Logging metric filter and alert for project ownership assignments/changes should be configured


Custom roles are derived from predefined roles that give granular access to specific Google resources. A metric filter and alarm should be established when a predefined role is customized to help identify any over-privileged role. Monitoring role creation, deletion, and update activities help in identifying any over-privileged role at early stages.

Remediation Steps

Google Cloud Console

This is a two-part process. First, you create the log metric. Next, you create an alert policy.

Step 1: Make sure the log metric is present:

  • Navigate to Log-based Metrics and click CREATE METRIC.

  • Ensure Metric Type is set to Counter.

  • Under Details, enter a name and description, and set Units to 1.

  • Under Filter selection, clear any text in the Build filter box and enter the following:

    • resource.type="iam_role" AND (protoPayload.methodName = "google.iam.admin.v1.CreateRole" OR protoPayload.methodName="google.iam.admin.v1.DeleteRole" OR protoPayload.methodName="google.iam.admin.v1.UpdateRole")

  • Click Create Metric.

Step 2: To create the alert policy:

  • Navigate to Logs-based Metrics and identify the newly created metric under the section User-defined Metrics.

  • Click the 3-dot icon in the rightmost column for the new metric and select Create alert from Metric.

  • Set Aggregator to Count and set the desired time period.

  • Under Configuration, choose the alerting threshold and configuration that makes sense for your organization.
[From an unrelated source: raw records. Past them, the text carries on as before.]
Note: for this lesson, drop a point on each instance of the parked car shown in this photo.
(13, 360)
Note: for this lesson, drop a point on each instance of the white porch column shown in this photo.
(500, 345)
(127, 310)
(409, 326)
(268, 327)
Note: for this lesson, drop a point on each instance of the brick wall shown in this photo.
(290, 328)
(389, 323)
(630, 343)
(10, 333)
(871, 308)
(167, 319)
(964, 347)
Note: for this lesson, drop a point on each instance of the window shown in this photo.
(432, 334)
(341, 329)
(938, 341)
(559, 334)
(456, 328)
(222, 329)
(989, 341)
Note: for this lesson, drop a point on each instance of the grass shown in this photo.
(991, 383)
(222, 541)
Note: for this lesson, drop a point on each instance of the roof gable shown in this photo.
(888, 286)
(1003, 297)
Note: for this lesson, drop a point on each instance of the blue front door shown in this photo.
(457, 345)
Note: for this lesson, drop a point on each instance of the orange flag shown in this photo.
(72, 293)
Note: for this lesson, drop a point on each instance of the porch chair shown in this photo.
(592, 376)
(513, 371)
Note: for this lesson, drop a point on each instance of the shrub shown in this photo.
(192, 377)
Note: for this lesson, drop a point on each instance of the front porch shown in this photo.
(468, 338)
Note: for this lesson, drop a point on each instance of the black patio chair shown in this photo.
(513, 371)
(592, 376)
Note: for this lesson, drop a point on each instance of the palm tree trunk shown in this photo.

For example, a threshold of zero (0) for the most recent value ensures that a notification is triggered for every owner change in the project:

Set `Configuration`:
- Condition: above
- Threshold: 0
- For: most recent value
  • Click Save.

  • Configure the desired notifications channels in the section Notifications.

  • Name the policy and click Save.

gcloud CLI

  • To create the log metric:

    • gcloud beta logging metrics create

    • For flags, see Google Cloud’s CLI reference.

  • To create the alert policy:

    • gcloud alpha monitoring policies create

    • For flags, see Google Cloud’s CLI reference.